Selain tradisi Ngerebeg di Tegallang, tradisi ini juga sudah menjadi bagian piodalan di Pura Kahyangan Kedaton, dan pelaksanaan upacara ini diikuti oleh semua warga pengempon pura, pada penanggalan kalender Hindu Bali, bertepatan pada hari Anggara (Selasa) wuku Medangsia. Berikut kelanjutan tulisan posmonews.com
Pura Dalem Kahyangan Kedaton sendiri dibangun sekitar tahun 1980-an, terletak di kawasan objek wisata Alas Kedaton, Desa Kukuh. Kec. Marga, Kab. Tabanan, Bali. Kawasan ini dikenal sebagai hutan lindung yang dihuni oleh ratusan kera dan puluhan kalong besar. Menjadi destinasi wajib para wisatawan saat kunjungan tour ke arah rute Bedugul – Tanah Lot. Tradisi Ngerebeg tersebut hanya digelar saat piodalan berlangsung di Pura ini, saat rangkaian seluruh upacara berakhir.
Lokasi Pura dimana tradisi ini digelar, sangat mudah dijangkau karena berada pada kawasan objek wisata, dari kota Tabanan hanya sekitar 4 km, sedangkan dari Kuta sekitar 40 menit berkendaraan. Jika anda penasaran ingin menyaksikan datanglah pada waktu yang tepat, bisa ikut paket tour yang telah kami sediakan ataupun sewa mobil di Bali.

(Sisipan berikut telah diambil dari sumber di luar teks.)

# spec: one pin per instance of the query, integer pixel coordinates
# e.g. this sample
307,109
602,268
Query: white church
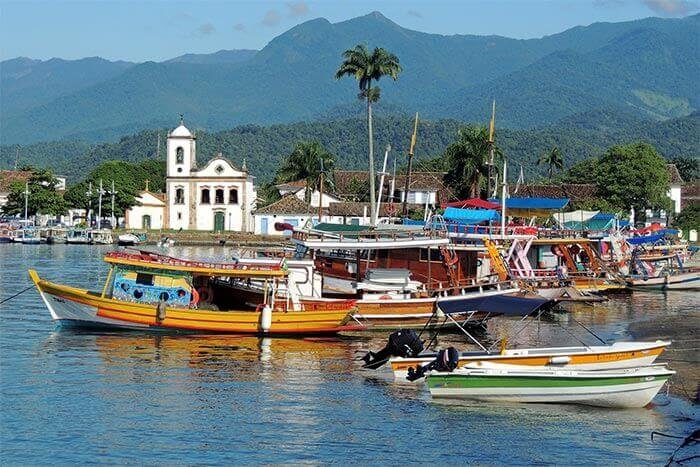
217,197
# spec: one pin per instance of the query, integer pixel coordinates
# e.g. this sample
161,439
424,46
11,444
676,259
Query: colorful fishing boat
146,291
620,388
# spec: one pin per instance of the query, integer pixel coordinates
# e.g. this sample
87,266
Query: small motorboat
621,388
130,239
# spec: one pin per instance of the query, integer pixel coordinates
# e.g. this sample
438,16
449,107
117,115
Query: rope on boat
17,294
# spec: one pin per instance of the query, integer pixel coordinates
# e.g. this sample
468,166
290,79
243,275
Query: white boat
129,239
621,388
595,357
100,237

Prosesi ini berlangsung setelah kegiatan persembahyangan selesai sebelum matahari terbenam saat matahari condong ke Barat, suara kentongan (kulkul) terdengar bertalu-talu. Pada saat tersebut para anak-anak remaja yang sudah antusias mengikuti prosesi ini mempersiapkan bahan-bahan sarana Ngerebeg, mereka membawa tedung, tombak, lelontek maupun bandrang, yang tidak kebagian cukup membawa ranting-ranting pohon saja, perlengkapan tersebut nantinya diarak mengitari pura.
Sebelum prosesi Ngerebeg dimulai, Petapakan Ida Betara berupa Barong Ket dan Barong Landung juga tedun ikut menyaksikan prosesi tersebut. Seluruh pemangku desa menyiapkan tirta yang nantinya dipercikkan kepada peserta, juga menyiapkan sarana tetabuhan seperti tuak, arak dan berem untuk persembahan ke Bhuta Kala.
Sorak-sorai peserta baik itu anak-anak, remaja maupun orang tuapun terdengar ketika pemangku mulai memercikkan tirta (air suci), setelah diperciki tirta, semua peserta yang membawa berbagai peralatan melesat mengitari pura sebanyak tiga kali. Saat prosesi berlangsung, kera penghuni hutan di kawasan objek wisata Alas Kedaton ikut bersorak, seolah ikut ambil bagian dan menyaksikan tradisi Ngerebeg tersebut.
Usai Nerebeg prosesi dilanjutkan dan ditutup dengan tarian Pendet yang dibawakan oleh para Pemangku, pemangku menarikan kincang-kincung, dengan posisi berhadap-hadapan terbagi dalam 2 baris, salah satu baris membawa tekor dari daun pisang emas dan baris satunya membawa botol yang berisi tetabuhan, pada saat mereka berpapasan yang satu menuangkan tetabuhan dan satunya menengadahkan tekor, sebagai pertanda upacara ini telah selesai.
Dalam bahasa religi dan spiritual, bahwa kata Ngerebeg bermakna greget yang artinya suka cita, perayaan yang sudah diwarisi turun temurun ini, bermakna sebagai ungkapan suka cita. Juga bisa bermakna sebagai simbol melepas hawa nafsu. Makanya dalam pelaksanaan prosesi ini, sorak membahana serta ungkapan perasaan suka cita terlihat jelas dan alhasil setiap perayaan tersebut sempurna dan berjalan lancar.
Pura Dalem Kahyangan Kedaton sendiri memiliki beberapa keunikan, seperti memiliki 4 pintu masuk di setiap penjuru mata angin, sampaian yang lazimnya dengan bahan janur sedangkan disini dari daun pisang emas, tidak menggunakan sarana kwangen dan dupa, jaja begina tidak boleh berwarna merah, tidak menggunakan penjor, menyapu hanya boleh dengan ranting pohon. Utama Mandala berada diposisi paling rendah tidak seperti pura di Bali lainnya.